The abundance of genetic variation for oil content in cultivated oat and interfertile wild hexaploid oat and the higher heritability of the trait permit relatively rapid increases in groat-oil content from recurrent selection. Branson and Frey (1989b) developed a population from crosses among cultivated and wild oat germplasm with higher levels of groat-oil content. Three cycles of recurrent selection for increased groat-oil content in this population resulted in significantly elevated mean groat-oil content in the third cycle population (Branson and Frey, 1989b). Three further cycles of recurrent selection resulted in continued gains in groat-oil content, achieved at a reasonably constant, linear rate (Schipper and Frey, 1991b). Significant genetic variation for groat-oil content remained in the Cycle 6 population, suggesting that continued gains in groat-oil content could be achieved in this population. Also, long-term recurrent selection for increased seed oil content has been successful in maize (Zea mays L.) (Dudley, 1977; Misevic and Alexander, 1989). The biological upper limit for groat-oil content in oat is not known; oat lines developed from six cycles of recurrent selection contained the highest levels of groat-oil content ever reported in the genus Avena, 162.9 g kg^-1 (Schipper and Frey, 1991b).

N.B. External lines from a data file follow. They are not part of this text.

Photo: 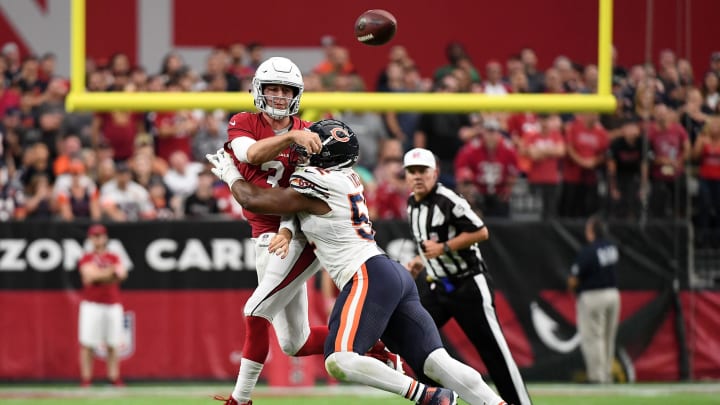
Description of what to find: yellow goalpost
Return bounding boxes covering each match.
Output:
[65,0,616,112]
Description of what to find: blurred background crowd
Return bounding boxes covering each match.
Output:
[0,37,720,247]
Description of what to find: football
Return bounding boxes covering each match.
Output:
[355,10,397,46]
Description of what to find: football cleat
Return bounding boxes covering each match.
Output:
[416,387,458,405]
[213,395,252,405]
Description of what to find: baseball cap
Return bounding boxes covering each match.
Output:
[88,224,107,236]
[68,160,85,174]
[483,118,501,131]
[403,148,436,169]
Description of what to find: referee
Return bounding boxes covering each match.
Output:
[403,148,531,405]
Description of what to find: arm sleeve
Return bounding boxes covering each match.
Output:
[278,215,302,239]
[230,136,257,163]
[451,194,485,232]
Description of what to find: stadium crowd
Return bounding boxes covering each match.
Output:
[0,38,720,246]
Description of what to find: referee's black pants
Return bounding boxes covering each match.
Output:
[419,273,531,405]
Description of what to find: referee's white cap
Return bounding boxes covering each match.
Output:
[403,148,436,169]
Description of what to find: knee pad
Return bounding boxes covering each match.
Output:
[325,352,360,381]
[275,333,304,356]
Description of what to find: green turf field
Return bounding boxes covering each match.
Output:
[0,383,720,405]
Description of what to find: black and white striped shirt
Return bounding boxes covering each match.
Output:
[407,183,485,279]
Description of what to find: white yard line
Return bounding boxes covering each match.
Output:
[0,383,720,399]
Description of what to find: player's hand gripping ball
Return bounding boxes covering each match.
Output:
[355,10,397,46]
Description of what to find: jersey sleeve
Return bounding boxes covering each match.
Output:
[452,197,485,232]
[78,253,92,268]
[228,112,257,142]
[290,169,330,200]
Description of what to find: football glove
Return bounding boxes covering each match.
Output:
[205,149,245,187]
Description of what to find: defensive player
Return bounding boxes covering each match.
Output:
[208,120,505,405]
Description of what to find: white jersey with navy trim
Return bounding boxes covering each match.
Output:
[290,167,383,289]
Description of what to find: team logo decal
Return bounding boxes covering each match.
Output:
[330,127,350,142]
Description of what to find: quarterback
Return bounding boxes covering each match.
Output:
[207,120,505,405]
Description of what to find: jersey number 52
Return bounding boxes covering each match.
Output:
[348,193,375,240]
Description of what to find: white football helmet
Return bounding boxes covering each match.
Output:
[252,56,303,120]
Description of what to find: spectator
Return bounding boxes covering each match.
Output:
[710,52,720,76]
[312,43,356,88]
[14,56,47,117]
[414,75,474,188]
[677,59,695,87]
[433,42,481,83]
[92,111,144,161]
[146,177,175,220]
[455,119,518,217]
[2,42,21,80]
[153,81,198,161]
[53,160,101,221]
[25,173,53,219]
[160,51,185,80]
[0,107,28,172]
[53,134,82,176]
[692,117,720,248]
[504,54,527,83]
[612,45,627,86]
[607,118,648,220]
[228,42,255,91]
[507,111,541,174]
[482,60,512,95]
[680,88,712,145]
[183,170,220,219]
[700,71,720,114]
[247,42,266,75]
[163,151,203,198]
[379,62,420,149]
[577,63,598,94]
[334,75,389,170]
[520,48,545,93]
[648,104,690,218]
[100,163,156,222]
[375,45,415,92]
[367,155,410,219]
[20,142,55,186]
[0,65,21,115]
[520,114,565,219]
[560,113,610,217]
[568,217,620,384]
[0,166,26,222]
[78,224,128,387]
[192,110,227,162]
[202,48,240,91]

Our objectives in this study were to determine if three additional cycles of recurrent selection would result in continued increases in groat-oil content in this population; to evaluate the effects of nine cycles of recurrent selection for increased groat-oil content on grain yield, groat fraction, and oil yield; and to determine if genetic variation for groat-oil content, grain yield, groat fraction, and oil yield have been exhausted after nine cycles of recurrent selection.

	Materials and methods

TOP NOTES ABSTRACT INTRODUCTION Materials and methods Results and discussion REFERENCES

 
Population Development
The development of the base population has been described in detail by Branson and Frey (1989b). Briefly, eight interspecific F₁s (from matings of eight high-oil A. sterilis accessions and eight high-oil A. sativa cultivars) were crossed to eight locally adapted cultivars. F₂ seed from each three-way mating was space-planted in the field and culled for cultivated type, adapted maturity, and plant height. Groat-oil contents of the remaining plants were assayed using the wide-line nuclear magnetic resonance (NMR) method described by Conway and Earle (1963). Selected F₂-derived lines were intermated, and the same criteria were used to select among F₂ progeny from these matings. Selected F₂-derived lines were mated at random to five unrelated locally adapted cultivars, the F₁ plants of these crosses were intermated, and the S₀ plants from these crosses formed the base (C0) population for selection.

The development of C0 through C6 populations was described by Schipper and Frey (1991b). The C4 through C6 populations used in this study were developed from "regime 1" of Schipper and Frey (1991b), which is identical to the individual plant selection method used for C0 through C3. For cycles C7 through C9, 30 parents were selected based on high oil content and intermated to form 1000 S₀ generation plants. S₀ plants were space-planted in the field and harvested individually. Phenotypic selection for acceptable levels of barley yellow dwarf virus (BYDV) symptoms, maturity, plant height, and cultivated seed type reduced the population to 500 S₀ plants harvested each cycle. The groat-oil content of seed from each harvested plant was estimated with NMR by Dr. D.E. Alexander at the University of Illinois. Remnant S₁ seed from 30 selected plants was grown in the greenhouse and intermated at random to develop 1000 S₀ plants of the next cycle population.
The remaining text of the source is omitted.